SELECT user_id, problem_id, score FROM submissions ORDER BY user_id

For the category, we know that the problem IDs we want are 1, 2, and 3. Hence, the corresponding category_sql is:

SELECT 1, 2, 3

(in reality we would want something like SELECT id FROM problems ORDER BY id).

And at the end, we would need to specify the columns to be generated as well, with this format:

("column1" category1, "column2" category2, ...)

In this case, it would be:

("user_id" int, "problem_1" int, "problem_2" int, "problem_3" int)

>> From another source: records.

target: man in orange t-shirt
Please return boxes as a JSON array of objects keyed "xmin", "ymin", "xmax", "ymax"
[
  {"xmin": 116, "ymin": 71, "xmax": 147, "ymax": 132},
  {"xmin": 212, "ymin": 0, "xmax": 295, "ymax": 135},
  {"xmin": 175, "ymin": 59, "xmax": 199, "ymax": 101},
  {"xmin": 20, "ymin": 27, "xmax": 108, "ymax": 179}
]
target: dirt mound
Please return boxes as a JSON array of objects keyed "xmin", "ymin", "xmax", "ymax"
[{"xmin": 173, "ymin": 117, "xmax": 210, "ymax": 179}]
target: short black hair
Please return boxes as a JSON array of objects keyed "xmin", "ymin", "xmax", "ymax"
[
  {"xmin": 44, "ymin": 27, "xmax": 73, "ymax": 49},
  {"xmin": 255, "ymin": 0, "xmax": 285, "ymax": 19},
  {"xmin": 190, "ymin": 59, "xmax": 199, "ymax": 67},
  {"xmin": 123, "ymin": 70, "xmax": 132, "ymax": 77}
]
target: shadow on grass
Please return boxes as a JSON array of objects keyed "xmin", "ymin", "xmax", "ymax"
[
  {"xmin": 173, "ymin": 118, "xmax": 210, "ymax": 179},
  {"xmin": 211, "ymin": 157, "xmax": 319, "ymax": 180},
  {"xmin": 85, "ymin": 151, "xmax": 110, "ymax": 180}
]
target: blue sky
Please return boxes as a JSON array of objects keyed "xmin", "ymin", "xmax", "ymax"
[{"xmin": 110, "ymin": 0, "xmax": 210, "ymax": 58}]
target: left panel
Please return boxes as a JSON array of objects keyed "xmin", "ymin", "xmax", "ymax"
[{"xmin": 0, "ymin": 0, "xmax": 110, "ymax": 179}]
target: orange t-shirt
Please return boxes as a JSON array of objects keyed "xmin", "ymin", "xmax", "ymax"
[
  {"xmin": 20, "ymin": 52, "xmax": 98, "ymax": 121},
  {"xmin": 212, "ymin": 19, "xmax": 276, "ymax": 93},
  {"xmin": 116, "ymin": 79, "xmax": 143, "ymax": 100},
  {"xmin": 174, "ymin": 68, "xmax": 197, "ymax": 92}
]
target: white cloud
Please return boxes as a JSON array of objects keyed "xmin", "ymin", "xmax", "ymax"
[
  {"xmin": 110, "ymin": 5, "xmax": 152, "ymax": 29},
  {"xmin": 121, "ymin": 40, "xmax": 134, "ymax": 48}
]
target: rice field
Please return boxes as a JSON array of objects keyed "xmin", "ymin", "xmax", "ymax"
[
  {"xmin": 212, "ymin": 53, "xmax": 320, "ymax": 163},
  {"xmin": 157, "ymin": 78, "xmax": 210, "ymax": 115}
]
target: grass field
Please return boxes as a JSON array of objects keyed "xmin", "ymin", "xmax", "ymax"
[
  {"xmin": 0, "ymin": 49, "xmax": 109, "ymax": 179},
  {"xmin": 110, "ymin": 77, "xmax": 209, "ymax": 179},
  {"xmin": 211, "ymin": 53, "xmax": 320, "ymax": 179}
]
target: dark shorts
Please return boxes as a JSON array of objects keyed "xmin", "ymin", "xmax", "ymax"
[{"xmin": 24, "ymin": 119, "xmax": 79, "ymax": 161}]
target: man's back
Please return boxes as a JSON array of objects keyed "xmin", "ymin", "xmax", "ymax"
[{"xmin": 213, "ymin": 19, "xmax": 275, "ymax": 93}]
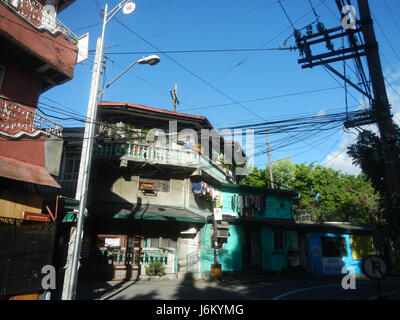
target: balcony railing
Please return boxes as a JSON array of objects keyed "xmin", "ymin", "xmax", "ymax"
[
  {"xmin": 95, "ymin": 143, "xmax": 230, "ymax": 182},
  {"xmin": 0, "ymin": 0, "xmax": 78, "ymax": 42},
  {"xmin": 0, "ymin": 95, "xmax": 63, "ymax": 137}
]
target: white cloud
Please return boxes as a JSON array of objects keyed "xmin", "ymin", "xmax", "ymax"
[
  {"xmin": 322, "ymin": 133, "xmax": 361, "ymax": 175},
  {"xmin": 322, "ymin": 73, "xmax": 400, "ymax": 175}
]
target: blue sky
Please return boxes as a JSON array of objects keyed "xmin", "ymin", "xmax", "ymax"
[{"xmin": 39, "ymin": 0, "xmax": 400, "ymax": 174}]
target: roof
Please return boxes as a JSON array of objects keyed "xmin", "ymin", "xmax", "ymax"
[
  {"xmin": 0, "ymin": 156, "xmax": 61, "ymax": 188},
  {"xmin": 89, "ymin": 202, "xmax": 206, "ymax": 223},
  {"xmin": 99, "ymin": 101, "xmax": 214, "ymax": 129}
]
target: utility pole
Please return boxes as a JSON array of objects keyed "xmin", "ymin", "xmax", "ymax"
[
  {"xmin": 169, "ymin": 83, "xmax": 179, "ymax": 112},
  {"xmin": 265, "ymin": 130, "xmax": 274, "ymax": 189},
  {"xmin": 61, "ymin": 0, "xmax": 135, "ymax": 300},
  {"xmin": 294, "ymin": 0, "xmax": 400, "ymax": 235},
  {"xmin": 358, "ymin": 0, "xmax": 400, "ymax": 232}
]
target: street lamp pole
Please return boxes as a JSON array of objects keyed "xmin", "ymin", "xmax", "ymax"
[{"xmin": 62, "ymin": 0, "xmax": 142, "ymax": 300}]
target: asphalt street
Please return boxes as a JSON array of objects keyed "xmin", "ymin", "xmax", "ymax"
[{"xmin": 77, "ymin": 276, "xmax": 400, "ymax": 300}]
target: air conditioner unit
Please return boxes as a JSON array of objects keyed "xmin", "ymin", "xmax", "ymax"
[{"xmin": 8, "ymin": 0, "xmax": 19, "ymax": 8}]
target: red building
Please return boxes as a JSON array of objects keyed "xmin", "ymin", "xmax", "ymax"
[{"xmin": 0, "ymin": 0, "xmax": 78, "ymax": 299}]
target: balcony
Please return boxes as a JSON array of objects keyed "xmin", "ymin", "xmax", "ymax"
[
  {"xmin": 94, "ymin": 143, "xmax": 230, "ymax": 183},
  {"xmin": 0, "ymin": 0, "xmax": 78, "ymax": 93},
  {"xmin": 0, "ymin": 96, "xmax": 62, "ymax": 138},
  {"xmin": 0, "ymin": 0, "xmax": 78, "ymax": 42}
]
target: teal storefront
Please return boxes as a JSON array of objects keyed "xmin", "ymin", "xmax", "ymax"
[{"xmin": 306, "ymin": 228, "xmax": 373, "ymax": 275}]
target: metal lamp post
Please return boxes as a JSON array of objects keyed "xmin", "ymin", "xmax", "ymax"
[{"xmin": 62, "ymin": 0, "xmax": 160, "ymax": 300}]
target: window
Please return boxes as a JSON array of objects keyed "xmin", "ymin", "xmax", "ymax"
[
  {"xmin": 0, "ymin": 65, "xmax": 6, "ymax": 92},
  {"xmin": 321, "ymin": 237, "xmax": 347, "ymax": 258},
  {"xmin": 61, "ymin": 152, "xmax": 81, "ymax": 180},
  {"xmin": 274, "ymin": 230, "xmax": 285, "ymax": 250},
  {"xmin": 210, "ymin": 227, "xmax": 228, "ymax": 249},
  {"xmin": 139, "ymin": 177, "xmax": 170, "ymax": 192}
]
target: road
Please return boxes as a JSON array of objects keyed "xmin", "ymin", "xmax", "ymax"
[{"xmin": 77, "ymin": 277, "xmax": 400, "ymax": 300}]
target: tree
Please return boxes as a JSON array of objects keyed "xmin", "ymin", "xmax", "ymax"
[
  {"xmin": 265, "ymin": 158, "xmax": 296, "ymax": 189},
  {"xmin": 240, "ymin": 159, "xmax": 384, "ymax": 223}
]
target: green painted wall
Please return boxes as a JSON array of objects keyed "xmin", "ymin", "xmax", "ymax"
[
  {"xmin": 201, "ymin": 224, "xmax": 243, "ymax": 272},
  {"xmin": 222, "ymin": 189, "xmax": 239, "ymax": 216},
  {"xmin": 261, "ymin": 228, "xmax": 287, "ymax": 271}
]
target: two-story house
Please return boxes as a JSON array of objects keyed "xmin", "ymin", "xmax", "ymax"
[{"xmin": 0, "ymin": 0, "xmax": 78, "ymax": 299}]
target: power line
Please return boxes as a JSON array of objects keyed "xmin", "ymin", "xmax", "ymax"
[
  {"xmin": 115, "ymin": 18, "xmax": 263, "ymax": 119},
  {"xmin": 278, "ymin": 0, "xmax": 295, "ymax": 29},
  {"xmin": 180, "ymin": 87, "xmax": 341, "ymax": 111},
  {"xmin": 98, "ymin": 47, "xmax": 296, "ymax": 55}
]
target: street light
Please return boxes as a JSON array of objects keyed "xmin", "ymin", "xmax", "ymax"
[{"xmin": 62, "ymin": 0, "xmax": 160, "ymax": 300}]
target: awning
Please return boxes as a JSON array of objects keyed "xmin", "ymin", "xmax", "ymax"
[{"xmin": 0, "ymin": 156, "xmax": 61, "ymax": 188}]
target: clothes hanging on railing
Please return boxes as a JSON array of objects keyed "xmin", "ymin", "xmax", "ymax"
[
  {"xmin": 192, "ymin": 181, "xmax": 222, "ymax": 204},
  {"xmin": 236, "ymin": 194, "xmax": 265, "ymax": 217}
]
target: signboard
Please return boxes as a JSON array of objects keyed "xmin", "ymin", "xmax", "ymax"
[
  {"xmin": 214, "ymin": 208, "xmax": 222, "ymax": 221},
  {"xmin": 361, "ymin": 255, "xmax": 389, "ymax": 280}
]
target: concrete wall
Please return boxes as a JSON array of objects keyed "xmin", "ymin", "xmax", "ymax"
[
  {"xmin": 306, "ymin": 233, "xmax": 372, "ymax": 275},
  {"xmin": 261, "ymin": 228, "xmax": 287, "ymax": 271}
]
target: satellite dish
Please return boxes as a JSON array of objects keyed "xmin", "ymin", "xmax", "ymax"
[{"xmin": 122, "ymin": 1, "xmax": 136, "ymax": 14}]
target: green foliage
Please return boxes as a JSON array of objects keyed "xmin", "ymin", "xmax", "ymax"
[
  {"xmin": 347, "ymin": 130, "xmax": 385, "ymax": 194},
  {"xmin": 265, "ymin": 158, "xmax": 296, "ymax": 189},
  {"xmin": 146, "ymin": 260, "xmax": 165, "ymax": 277}
]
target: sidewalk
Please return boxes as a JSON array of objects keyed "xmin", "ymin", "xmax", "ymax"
[{"xmin": 77, "ymin": 274, "xmax": 390, "ymax": 300}]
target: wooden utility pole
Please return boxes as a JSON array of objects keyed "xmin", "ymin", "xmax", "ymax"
[
  {"xmin": 358, "ymin": 0, "xmax": 400, "ymax": 231},
  {"xmin": 265, "ymin": 131, "xmax": 274, "ymax": 189},
  {"xmin": 169, "ymin": 83, "xmax": 179, "ymax": 112}
]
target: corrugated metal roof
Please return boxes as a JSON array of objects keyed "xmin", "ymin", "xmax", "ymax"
[
  {"xmin": 0, "ymin": 156, "xmax": 61, "ymax": 188},
  {"xmin": 89, "ymin": 202, "xmax": 207, "ymax": 223}
]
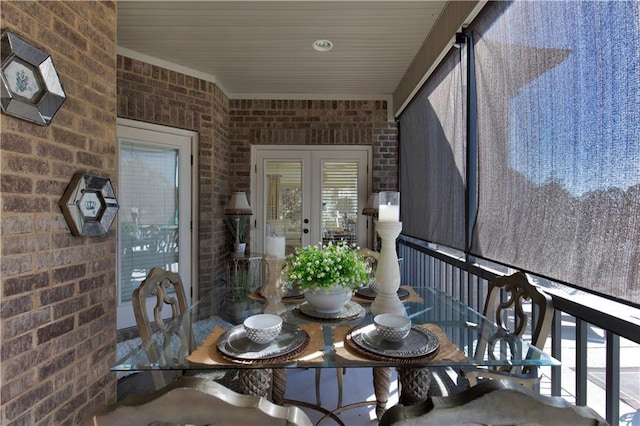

Hence, the resulting SQL query is:

SELECT * FROM crosstab(
  'SELECT user_id, problem_id, score FROM submissions ORDER BY user_id',
  'SELECT 1, 2, 3'
) AS (
  "user_id" int,
  "problem_1" int,
  "problem_2" int,
  "problem_3" int
)

This will return just what we wanted!

Problems

While this query is “cleaner” than the SQL joins “workaround” I wrote previously, there are still some problems with this solution. Firstly, there is a need to specify the columns in the resulting pivot table. While this can also be generated with the underlying framework (with Ruby etc.), we still need to query two times: once to get the column definitions (for example, SELECT id FROM problems), and once to do the actual crosstab query. If I remember correctly, this problem is not specific to PostgreSQL; other databases also have this problem. This solution will not solve the problem of using the application to craft SQL queries.

The other problem which might not be obvious is about ORMs - it is highly unlikely that ORMs have support for pivot tables. This may cause problems with using ORM tools - for example, while ActiveRecord (the ORM in Ruby on Rails) has a find_by_sql method, chaining it with another ActiveRecord method can cause bugs. In my case, Submissions.find_by_sql(crosstab_query).count does not work (as I assume Rails doesn’t know where to put the COUNT query).

With two queries running, performance might also be a problem. From my observations, the SQL joins query takes around 70 ms, while these two queries take around 50 ms in total; however, this does not account for network overheads etc. A more systematic benchmarking is needed to confirm if this solution is indeed faster than the joining solution.

Conclusion

If you need to somehow convert rows into columns, and vice versa, to do grouping/aggregation, pivot tables might be for you. While several problems exist, I still believe that pivot table is the right tool for the job and the resulting solution is “cleaner”.